The first thing an infant begins to recognize are simple patterns like lines, shading and phonemes (elemental units of language). They then learn to combine those elemental patterns into higher order ones, like shapes, objects and words. Over the course of a lifetime, we continually learn to combine simpler patterns into higher order ones.
This, of course, takes an enormous amount of time, because humans must gain significant experience in lower order patterns before they can advance. Doctors spend years at medical school and then years more in residency before they master enough patterns to practice in a specialized area. Computers, however, can learn much, much faster.
For example, researchers at IBM taught their algorithm to translate between French and English by exposing it to proceedings of the Canadian Parliament, which by law must be produced in both languages. This allowed them to connect not just words, but entire phrases and even slang. It would take a year for a human to sit through it all, but a computer can do it without breaking a sweat.
Others, such as Mattersight, a company that uses artificial intelligence to analyze and improve call center operations, uses a more human centered approach.
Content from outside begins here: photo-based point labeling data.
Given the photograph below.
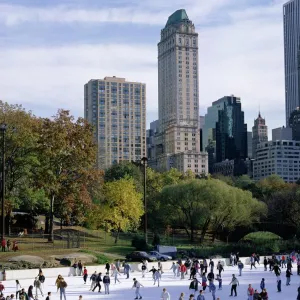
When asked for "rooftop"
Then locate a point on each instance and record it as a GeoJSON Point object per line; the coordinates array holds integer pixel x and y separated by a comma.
{"type": "Point", "coordinates": [177, 17]}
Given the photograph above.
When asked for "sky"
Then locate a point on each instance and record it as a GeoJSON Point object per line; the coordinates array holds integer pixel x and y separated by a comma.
{"type": "Point", "coordinates": [50, 48]}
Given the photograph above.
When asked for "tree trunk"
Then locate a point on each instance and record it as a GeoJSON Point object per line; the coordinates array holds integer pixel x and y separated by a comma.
{"type": "Point", "coordinates": [46, 231]}
{"type": "Point", "coordinates": [117, 235]}
{"type": "Point", "coordinates": [204, 230]}
{"type": "Point", "coordinates": [51, 235]}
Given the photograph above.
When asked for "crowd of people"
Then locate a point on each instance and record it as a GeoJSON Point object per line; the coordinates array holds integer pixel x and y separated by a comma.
{"type": "Point", "coordinates": [204, 278]}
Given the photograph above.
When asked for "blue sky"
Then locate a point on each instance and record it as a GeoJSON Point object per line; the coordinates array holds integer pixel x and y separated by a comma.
{"type": "Point", "coordinates": [50, 48]}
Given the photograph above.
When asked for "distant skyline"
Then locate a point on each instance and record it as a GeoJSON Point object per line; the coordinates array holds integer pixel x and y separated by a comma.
{"type": "Point", "coordinates": [50, 49]}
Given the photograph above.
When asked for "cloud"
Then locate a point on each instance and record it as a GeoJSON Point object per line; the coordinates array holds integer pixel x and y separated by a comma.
{"type": "Point", "coordinates": [242, 56]}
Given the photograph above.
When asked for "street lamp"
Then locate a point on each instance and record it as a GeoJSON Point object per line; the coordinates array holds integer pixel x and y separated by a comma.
{"type": "Point", "coordinates": [3, 128]}
{"type": "Point", "coordinates": [144, 161]}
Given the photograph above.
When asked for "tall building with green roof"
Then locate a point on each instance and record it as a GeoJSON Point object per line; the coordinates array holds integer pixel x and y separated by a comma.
{"type": "Point", "coordinates": [178, 142]}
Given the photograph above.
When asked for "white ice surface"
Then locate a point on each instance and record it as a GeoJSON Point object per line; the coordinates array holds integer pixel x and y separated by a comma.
{"type": "Point", "coordinates": [175, 286]}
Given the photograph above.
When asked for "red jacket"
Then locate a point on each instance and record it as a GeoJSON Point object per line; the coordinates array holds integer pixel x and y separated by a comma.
{"type": "Point", "coordinates": [182, 268]}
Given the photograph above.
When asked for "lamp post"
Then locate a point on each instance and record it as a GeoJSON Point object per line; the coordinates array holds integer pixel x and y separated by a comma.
{"type": "Point", "coordinates": [3, 128]}
{"type": "Point", "coordinates": [144, 161]}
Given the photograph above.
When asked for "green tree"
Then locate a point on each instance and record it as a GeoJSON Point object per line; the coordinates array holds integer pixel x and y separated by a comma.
{"type": "Point", "coordinates": [66, 150]}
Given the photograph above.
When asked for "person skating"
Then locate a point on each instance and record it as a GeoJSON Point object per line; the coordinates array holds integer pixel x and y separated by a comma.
{"type": "Point", "coordinates": [262, 284]}
{"type": "Point", "coordinates": [288, 274]}
{"type": "Point", "coordinates": [219, 279]}
{"type": "Point", "coordinates": [265, 264]}
{"type": "Point", "coordinates": [194, 285]}
{"type": "Point", "coordinates": [85, 275]}
{"type": "Point", "coordinates": [62, 288]}
{"type": "Point", "coordinates": [79, 268]}
{"type": "Point", "coordinates": [201, 296]}
{"type": "Point", "coordinates": [137, 287]}
{"type": "Point", "coordinates": [278, 278]}
{"type": "Point", "coordinates": [212, 265]}
{"type": "Point", "coordinates": [174, 268]}
{"type": "Point", "coordinates": [98, 283]}
{"type": "Point", "coordinates": [106, 282]}
{"type": "Point", "coordinates": [250, 292]}
{"type": "Point", "coordinates": [220, 267]}
{"type": "Point", "coordinates": [93, 279]}
{"type": "Point", "coordinates": [240, 267]}
{"type": "Point", "coordinates": [165, 295]}
{"type": "Point", "coordinates": [264, 295]}
{"type": "Point", "coordinates": [116, 274]}
{"type": "Point", "coordinates": [234, 283]}
{"type": "Point", "coordinates": [182, 271]}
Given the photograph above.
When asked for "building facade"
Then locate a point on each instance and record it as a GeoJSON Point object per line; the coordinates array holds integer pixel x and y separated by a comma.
{"type": "Point", "coordinates": [294, 123]}
{"type": "Point", "coordinates": [117, 109]}
{"type": "Point", "coordinates": [282, 133]}
{"type": "Point", "coordinates": [231, 131]}
{"type": "Point", "coordinates": [178, 96]}
{"type": "Point", "coordinates": [259, 133]}
{"type": "Point", "coordinates": [278, 157]}
{"type": "Point", "coordinates": [291, 21]}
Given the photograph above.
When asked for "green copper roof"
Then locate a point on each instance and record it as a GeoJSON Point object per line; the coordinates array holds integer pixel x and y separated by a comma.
{"type": "Point", "coordinates": [177, 17]}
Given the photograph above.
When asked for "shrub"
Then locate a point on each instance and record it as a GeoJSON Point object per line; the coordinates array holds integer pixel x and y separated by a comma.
{"type": "Point", "coordinates": [140, 243]}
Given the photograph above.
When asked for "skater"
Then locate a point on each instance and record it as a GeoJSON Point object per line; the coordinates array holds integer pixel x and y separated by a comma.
{"type": "Point", "coordinates": [234, 283]}
{"type": "Point", "coordinates": [288, 276]}
{"type": "Point", "coordinates": [262, 284]}
{"type": "Point", "coordinates": [201, 296]}
{"type": "Point", "coordinates": [137, 287]}
{"type": "Point", "coordinates": [278, 283]}
{"type": "Point", "coordinates": [93, 278]}
{"type": "Point", "coordinates": [252, 262]}
{"type": "Point", "coordinates": [212, 265]}
{"type": "Point", "coordinates": [98, 283]}
{"type": "Point", "coordinates": [62, 288]}
{"type": "Point", "coordinates": [219, 279]}
{"type": "Point", "coordinates": [250, 292]}
{"type": "Point", "coordinates": [144, 268]}
{"type": "Point", "coordinates": [212, 288]}
{"type": "Point", "coordinates": [127, 270]}
{"type": "Point", "coordinates": [204, 281]}
{"type": "Point", "coordinates": [264, 295]}
{"type": "Point", "coordinates": [174, 268]}
{"type": "Point", "coordinates": [38, 286]}
{"type": "Point", "coordinates": [106, 282]}
{"type": "Point", "coordinates": [220, 267]}
{"type": "Point", "coordinates": [182, 271]}
{"type": "Point", "coordinates": [79, 268]}
{"type": "Point", "coordinates": [265, 264]}
{"type": "Point", "coordinates": [85, 275]}
{"type": "Point", "coordinates": [194, 285]}
{"type": "Point", "coordinates": [115, 274]}
{"type": "Point", "coordinates": [165, 295]}
{"type": "Point", "coordinates": [240, 267]}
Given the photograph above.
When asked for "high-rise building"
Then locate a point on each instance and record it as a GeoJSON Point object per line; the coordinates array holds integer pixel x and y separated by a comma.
{"type": "Point", "coordinates": [178, 141]}
{"type": "Point", "coordinates": [291, 21]}
{"type": "Point", "coordinates": [278, 157]}
{"type": "Point", "coordinates": [294, 123]}
{"type": "Point", "coordinates": [282, 133]}
{"type": "Point", "coordinates": [117, 109]}
{"type": "Point", "coordinates": [231, 131]}
{"type": "Point", "coordinates": [259, 133]}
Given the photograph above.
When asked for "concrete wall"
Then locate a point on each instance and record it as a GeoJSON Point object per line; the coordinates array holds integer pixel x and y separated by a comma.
{"type": "Point", "coordinates": [66, 271]}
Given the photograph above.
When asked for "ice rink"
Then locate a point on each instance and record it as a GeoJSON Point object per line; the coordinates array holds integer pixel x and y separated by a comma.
{"type": "Point", "coordinates": [175, 286]}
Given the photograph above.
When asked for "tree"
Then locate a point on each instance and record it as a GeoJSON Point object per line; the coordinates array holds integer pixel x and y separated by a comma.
{"type": "Point", "coordinates": [66, 150]}
{"type": "Point", "coordinates": [123, 206]}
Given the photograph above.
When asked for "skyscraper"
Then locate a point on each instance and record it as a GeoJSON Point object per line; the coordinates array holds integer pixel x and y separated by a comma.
{"type": "Point", "coordinates": [259, 133]}
{"type": "Point", "coordinates": [291, 21]}
{"type": "Point", "coordinates": [231, 131]}
{"type": "Point", "coordinates": [178, 142]}
{"type": "Point", "coordinates": [117, 109]}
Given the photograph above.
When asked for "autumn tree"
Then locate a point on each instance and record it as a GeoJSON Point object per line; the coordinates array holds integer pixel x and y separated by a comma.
{"type": "Point", "coordinates": [65, 150]}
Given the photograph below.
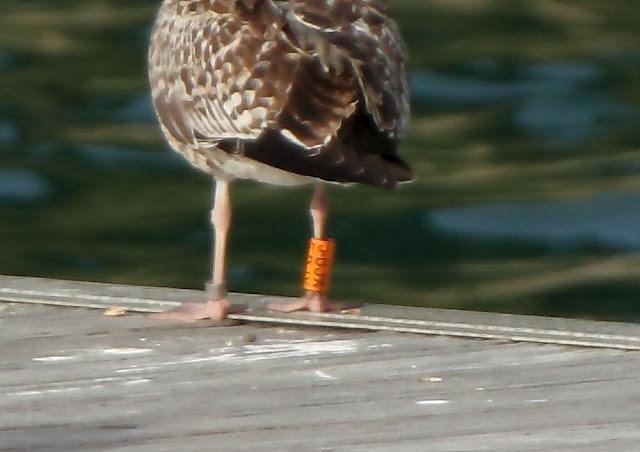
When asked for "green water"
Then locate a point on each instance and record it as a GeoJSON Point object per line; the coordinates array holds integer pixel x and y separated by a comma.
{"type": "Point", "coordinates": [525, 141]}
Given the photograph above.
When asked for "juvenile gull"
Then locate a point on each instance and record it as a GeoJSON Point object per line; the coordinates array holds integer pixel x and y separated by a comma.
{"type": "Point", "coordinates": [284, 92]}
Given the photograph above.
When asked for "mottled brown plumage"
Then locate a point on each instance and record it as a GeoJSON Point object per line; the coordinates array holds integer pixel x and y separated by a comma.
{"type": "Point", "coordinates": [280, 91]}
{"type": "Point", "coordinates": [315, 88]}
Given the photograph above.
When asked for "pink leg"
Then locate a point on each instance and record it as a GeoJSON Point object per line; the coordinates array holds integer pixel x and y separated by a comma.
{"type": "Point", "coordinates": [219, 308]}
{"type": "Point", "coordinates": [313, 301]}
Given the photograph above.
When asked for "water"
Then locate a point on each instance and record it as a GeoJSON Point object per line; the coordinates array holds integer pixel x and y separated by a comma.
{"type": "Point", "coordinates": [524, 140]}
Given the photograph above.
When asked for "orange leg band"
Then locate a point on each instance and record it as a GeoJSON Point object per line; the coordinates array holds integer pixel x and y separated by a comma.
{"type": "Point", "coordinates": [317, 272]}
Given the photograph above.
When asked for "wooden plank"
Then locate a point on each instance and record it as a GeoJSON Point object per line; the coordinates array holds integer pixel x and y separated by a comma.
{"type": "Point", "coordinates": [73, 379]}
{"type": "Point", "coordinates": [373, 317]}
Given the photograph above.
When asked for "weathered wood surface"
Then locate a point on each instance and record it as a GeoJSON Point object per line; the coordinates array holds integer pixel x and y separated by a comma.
{"type": "Point", "coordinates": [373, 317]}
{"type": "Point", "coordinates": [73, 379]}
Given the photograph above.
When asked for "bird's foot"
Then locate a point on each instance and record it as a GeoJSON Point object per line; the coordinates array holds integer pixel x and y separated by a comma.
{"type": "Point", "coordinates": [191, 311]}
{"type": "Point", "coordinates": [312, 302]}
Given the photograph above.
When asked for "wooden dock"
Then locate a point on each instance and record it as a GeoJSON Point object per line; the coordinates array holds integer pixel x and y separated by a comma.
{"type": "Point", "coordinates": [387, 379]}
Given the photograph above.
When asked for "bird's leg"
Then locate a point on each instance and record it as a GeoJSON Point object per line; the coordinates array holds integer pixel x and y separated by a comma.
{"type": "Point", "coordinates": [313, 300]}
{"type": "Point", "coordinates": [218, 308]}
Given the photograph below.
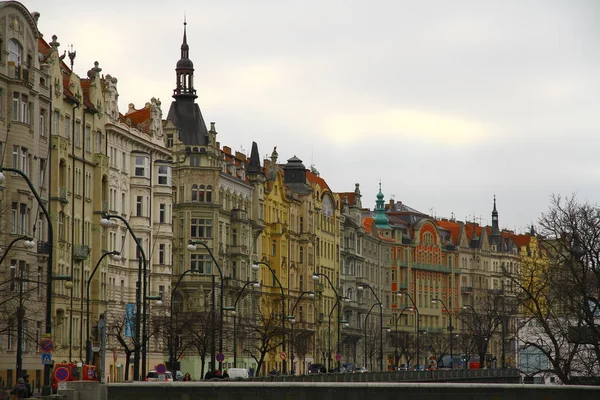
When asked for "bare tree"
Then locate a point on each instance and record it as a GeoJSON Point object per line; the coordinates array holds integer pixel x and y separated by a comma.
{"type": "Point", "coordinates": [264, 334]}
{"type": "Point", "coordinates": [558, 287]}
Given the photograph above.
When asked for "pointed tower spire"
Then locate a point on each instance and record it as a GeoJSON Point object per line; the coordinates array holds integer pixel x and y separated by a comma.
{"type": "Point", "coordinates": [254, 164]}
{"type": "Point", "coordinates": [380, 219]}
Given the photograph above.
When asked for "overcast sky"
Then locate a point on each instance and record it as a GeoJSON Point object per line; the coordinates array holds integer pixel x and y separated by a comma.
{"type": "Point", "coordinates": [446, 103]}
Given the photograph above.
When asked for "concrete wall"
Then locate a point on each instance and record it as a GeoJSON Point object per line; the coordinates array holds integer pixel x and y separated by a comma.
{"type": "Point", "coordinates": [230, 390]}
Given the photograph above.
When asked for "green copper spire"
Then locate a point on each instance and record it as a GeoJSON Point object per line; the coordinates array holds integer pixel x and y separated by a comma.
{"type": "Point", "coordinates": [380, 219]}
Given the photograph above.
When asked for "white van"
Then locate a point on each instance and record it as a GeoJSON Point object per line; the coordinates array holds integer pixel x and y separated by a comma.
{"type": "Point", "coordinates": [238, 373]}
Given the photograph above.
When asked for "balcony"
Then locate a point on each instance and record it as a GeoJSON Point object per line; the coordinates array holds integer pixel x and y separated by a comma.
{"type": "Point", "coordinates": [80, 252]}
{"type": "Point", "coordinates": [43, 247]}
{"type": "Point", "coordinates": [238, 250]}
{"type": "Point", "coordinates": [239, 215]}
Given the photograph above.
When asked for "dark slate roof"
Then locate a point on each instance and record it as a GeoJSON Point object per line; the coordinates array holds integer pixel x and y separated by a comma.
{"type": "Point", "coordinates": [186, 116]}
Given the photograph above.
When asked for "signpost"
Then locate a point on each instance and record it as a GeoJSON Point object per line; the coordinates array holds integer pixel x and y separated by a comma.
{"type": "Point", "coordinates": [46, 358]}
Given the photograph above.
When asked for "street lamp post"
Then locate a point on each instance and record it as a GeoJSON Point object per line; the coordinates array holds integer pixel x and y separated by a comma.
{"type": "Point", "coordinates": [140, 298]}
{"type": "Point", "coordinates": [366, 339]}
{"type": "Point", "coordinates": [361, 287]}
{"type": "Point", "coordinates": [316, 276]}
{"type": "Point", "coordinates": [46, 389]}
{"type": "Point", "coordinates": [400, 294]}
{"type": "Point", "coordinates": [396, 355]}
{"type": "Point", "coordinates": [192, 247]}
{"type": "Point", "coordinates": [233, 311]}
{"type": "Point", "coordinates": [88, 343]}
{"type": "Point", "coordinates": [311, 295]}
{"type": "Point", "coordinates": [256, 267]}
{"type": "Point", "coordinates": [450, 329]}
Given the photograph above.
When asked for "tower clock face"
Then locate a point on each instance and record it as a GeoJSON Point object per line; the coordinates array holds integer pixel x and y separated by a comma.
{"type": "Point", "coordinates": [327, 206]}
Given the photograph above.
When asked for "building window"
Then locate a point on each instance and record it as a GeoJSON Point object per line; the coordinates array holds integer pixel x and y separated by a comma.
{"type": "Point", "coordinates": [201, 228]}
{"type": "Point", "coordinates": [162, 213]}
{"type": "Point", "coordinates": [43, 119]}
{"type": "Point", "coordinates": [201, 263]}
{"type": "Point", "coordinates": [98, 142]}
{"type": "Point", "coordinates": [55, 122]}
{"type": "Point", "coordinates": [161, 254]}
{"type": "Point", "coordinates": [77, 134]}
{"type": "Point", "coordinates": [164, 175]}
{"type": "Point", "coordinates": [139, 206]}
{"type": "Point", "coordinates": [141, 166]}
{"type": "Point", "coordinates": [67, 126]}
{"type": "Point", "coordinates": [88, 138]}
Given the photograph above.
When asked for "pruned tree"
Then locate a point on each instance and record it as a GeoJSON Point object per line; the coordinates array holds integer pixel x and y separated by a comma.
{"type": "Point", "coordinates": [263, 332]}
{"type": "Point", "coordinates": [120, 328]}
{"type": "Point", "coordinates": [558, 292]}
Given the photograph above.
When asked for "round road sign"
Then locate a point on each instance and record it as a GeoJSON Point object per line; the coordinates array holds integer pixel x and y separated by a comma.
{"type": "Point", "coordinates": [47, 345]}
{"type": "Point", "coordinates": [161, 368]}
{"type": "Point", "coordinates": [61, 374]}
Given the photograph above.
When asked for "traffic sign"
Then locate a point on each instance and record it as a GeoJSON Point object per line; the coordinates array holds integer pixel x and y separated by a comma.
{"type": "Point", "coordinates": [46, 358]}
{"type": "Point", "coordinates": [61, 374]}
{"type": "Point", "coordinates": [161, 369]}
{"type": "Point", "coordinates": [47, 345]}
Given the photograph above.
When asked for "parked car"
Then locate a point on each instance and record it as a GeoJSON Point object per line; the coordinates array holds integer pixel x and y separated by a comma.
{"type": "Point", "coordinates": [238, 373]}
{"type": "Point", "coordinates": [317, 369]}
{"type": "Point", "coordinates": [153, 376]}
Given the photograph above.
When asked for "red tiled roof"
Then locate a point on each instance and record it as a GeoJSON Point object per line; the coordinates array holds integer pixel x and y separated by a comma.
{"type": "Point", "coordinates": [452, 227]}
{"type": "Point", "coordinates": [313, 178]}
{"type": "Point", "coordinates": [348, 196]}
{"type": "Point", "coordinates": [368, 224]}
{"type": "Point", "coordinates": [139, 118]}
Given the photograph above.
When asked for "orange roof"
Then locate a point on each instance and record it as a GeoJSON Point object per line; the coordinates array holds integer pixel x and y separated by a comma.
{"type": "Point", "coordinates": [452, 227]}
{"type": "Point", "coordinates": [368, 224]}
{"type": "Point", "coordinates": [138, 118]}
{"type": "Point", "coordinates": [314, 178]}
{"type": "Point", "coordinates": [348, 196]}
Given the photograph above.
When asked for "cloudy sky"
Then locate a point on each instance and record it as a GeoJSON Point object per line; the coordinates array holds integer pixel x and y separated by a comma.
{"type": "Point", "coordinates": [446, 103]}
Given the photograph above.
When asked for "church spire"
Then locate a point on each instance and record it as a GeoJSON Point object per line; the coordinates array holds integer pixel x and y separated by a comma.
{"type": "Point", "coordinates": [185, 70]}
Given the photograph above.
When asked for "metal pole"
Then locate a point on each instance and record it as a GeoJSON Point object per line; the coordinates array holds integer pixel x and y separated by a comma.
{"type": "Point", "coordinates": [46, 389]}
{"type": "Point", "coordinates": [88, 343]}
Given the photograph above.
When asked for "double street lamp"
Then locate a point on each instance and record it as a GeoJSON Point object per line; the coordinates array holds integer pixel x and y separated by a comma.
{"type": "Point", "coordinates": [309, 294]}
{"type": "Point", "coordinates": [140, 298]}
{"type": "Point", "coordinates": [400, 294]}
{"type": "Point", "coordinates": [256, 266]}
{"type": "Point", "coordinates": [116, 256]}
{"type": "Point", "coordinates": [46, 389]}
{"type": "Point", "coordinates": [450, 329]}
{"type": "Point", "coordinates": [192, 246]}
{"type": "Point", "coordinates": [362, 287]}
{"type": "Point", "coordinates": [396, 355]}
{"type": "Point", "coordinates": [233, 311]}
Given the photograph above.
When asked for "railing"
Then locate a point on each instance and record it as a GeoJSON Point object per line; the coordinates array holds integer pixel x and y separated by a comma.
{"type": "Point", "coordinates": [80, 252]}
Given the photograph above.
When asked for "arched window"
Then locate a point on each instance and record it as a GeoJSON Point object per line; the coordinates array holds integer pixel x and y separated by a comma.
{"type": "Point", "coordinates": [15, 52]}
{"type": "Point", "coordinates": [209, 194]}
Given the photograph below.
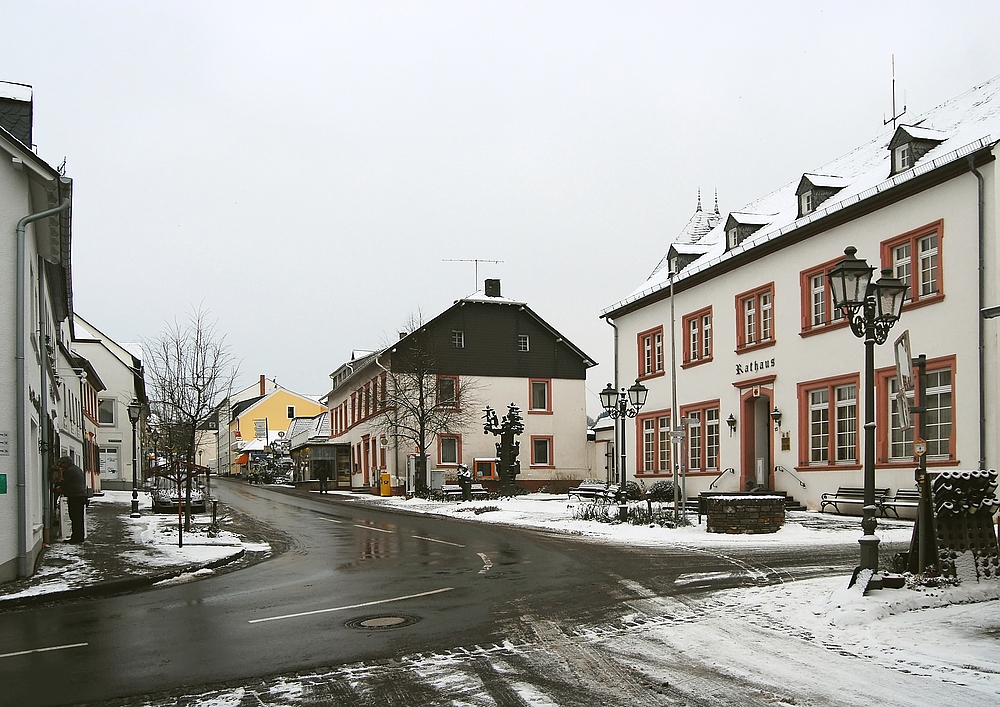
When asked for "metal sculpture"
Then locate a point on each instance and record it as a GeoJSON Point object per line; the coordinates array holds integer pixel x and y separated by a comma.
{"type": "Point", "coordinates": [507, 448]}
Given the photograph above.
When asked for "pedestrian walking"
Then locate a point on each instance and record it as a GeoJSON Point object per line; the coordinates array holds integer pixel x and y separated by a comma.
{"type": "Point", "coordinates": [73, 486]}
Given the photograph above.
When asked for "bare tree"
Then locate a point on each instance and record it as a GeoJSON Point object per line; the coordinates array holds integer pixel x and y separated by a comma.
{"type": "Point", "coordinates": [189, 368]}
{"type": "Point", "coordinates": [419, 400]}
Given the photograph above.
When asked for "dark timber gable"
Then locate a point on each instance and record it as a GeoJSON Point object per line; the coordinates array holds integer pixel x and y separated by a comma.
{"type": "Point", "coordinates": [491, 344]}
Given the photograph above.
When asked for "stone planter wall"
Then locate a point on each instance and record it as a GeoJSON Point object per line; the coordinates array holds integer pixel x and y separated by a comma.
{"type": "Point", "coordinates": [745, 514]}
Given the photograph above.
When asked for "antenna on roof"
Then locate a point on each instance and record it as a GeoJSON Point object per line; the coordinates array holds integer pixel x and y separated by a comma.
{"type": "Point", "coordinates": [895, 116]}
{"type": "Point", "coordinates": [471, 260]}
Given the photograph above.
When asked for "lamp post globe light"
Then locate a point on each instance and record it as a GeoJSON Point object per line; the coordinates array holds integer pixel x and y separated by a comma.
{"type": "Point", "coordinates": [621, 404]}
{"type": "Point", "coordinates": [134, 409]}
{"type": "Point", "coordinates": [872, 309]}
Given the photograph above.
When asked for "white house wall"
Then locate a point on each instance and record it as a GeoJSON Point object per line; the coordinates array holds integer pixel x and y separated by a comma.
{"type": "Point", "coordinates": [948, 327]}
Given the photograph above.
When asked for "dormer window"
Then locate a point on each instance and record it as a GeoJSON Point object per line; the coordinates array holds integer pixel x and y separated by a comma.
{"type": "Point", "coordinates": [814, 189]}
{"type": "Point", "coordinates": [902, 158]}
{"type": "Point", "coordinates": [910, 143]}
{"type": "Point", "coordinates": [741, 225]}
{"type": "Point", "coordinates": [805, 203]}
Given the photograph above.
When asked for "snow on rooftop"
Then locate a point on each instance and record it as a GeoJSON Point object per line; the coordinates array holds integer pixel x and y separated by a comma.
{"type": "Point", "coordinates": [970, 121]}
{"type": "Point", "coordinates": [15, 91]}
{"type": "Point", "coordinates": [481, 296]}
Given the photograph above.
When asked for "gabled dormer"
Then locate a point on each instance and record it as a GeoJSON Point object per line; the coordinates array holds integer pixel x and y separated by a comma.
{"type": "Point", "coordinates": [742, 225]}
{"type": "Point", "coordinates": [814, 189]}
{"type": "Point", "coordinates": [909, 143]}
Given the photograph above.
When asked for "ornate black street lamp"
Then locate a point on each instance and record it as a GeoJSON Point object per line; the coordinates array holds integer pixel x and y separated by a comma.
{"type": "Point", "coordinates": [622, 404]}
{"type": "Point", "coordinates": [134, 408]}
{"type": "Point", "coordinates": [872, 308]}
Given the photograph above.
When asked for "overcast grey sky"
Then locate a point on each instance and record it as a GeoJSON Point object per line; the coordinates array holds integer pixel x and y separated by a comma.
{"type": "Point", "coordinates": [303, 169]}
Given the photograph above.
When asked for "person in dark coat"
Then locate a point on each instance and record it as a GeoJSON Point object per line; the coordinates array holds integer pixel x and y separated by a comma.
{"type": "Point", "coordinates": [74, 487]}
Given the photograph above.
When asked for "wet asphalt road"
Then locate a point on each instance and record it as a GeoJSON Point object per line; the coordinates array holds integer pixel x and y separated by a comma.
{"type": "Point", "coordinates": [459, 583]}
They have trained analysts check the computer’s work and teach it to improve over time. Researchers at Cornell have developed algorithms that can learn by merely observing human behavior.
From Hypothesis to Simulation
In the past, we’ve mostly operated by testing hypotheses. We come up with an idea of how the world might work, like a new way to treat an illness or a potentially lucrative marketing approach and then do some research in a lab, conduct consumer surveys or use some other method. If those go well, we might invest further in a trial or pilot program.
The problem is that’s all incredibly expensive and time consuming. With big data, we can simply look for patterns that correlate with real world phenomena. Once we identify a potentially fertile model, we can continue to observe and test it as more data comes in. With billions of data points and cheap computing power, this is extremely efficient.
What’s even more exciting is our ability to use big data to build large scale simulations called agent based models, which allows us to test ideas in a virtual environment. Marketing simulations have been shown to be 90% accurate, which allow us to eliminate a lot of bad ideas before we go to the trouble and expense of testing them in the real world.
In essence, big data is enabling us to create a simulation economy where organizations can learn much more efficiently. However, before we can manage effectively in a big data world, we must first change our business culture from one that values clever ideas to one that embraces simulation, testing and action.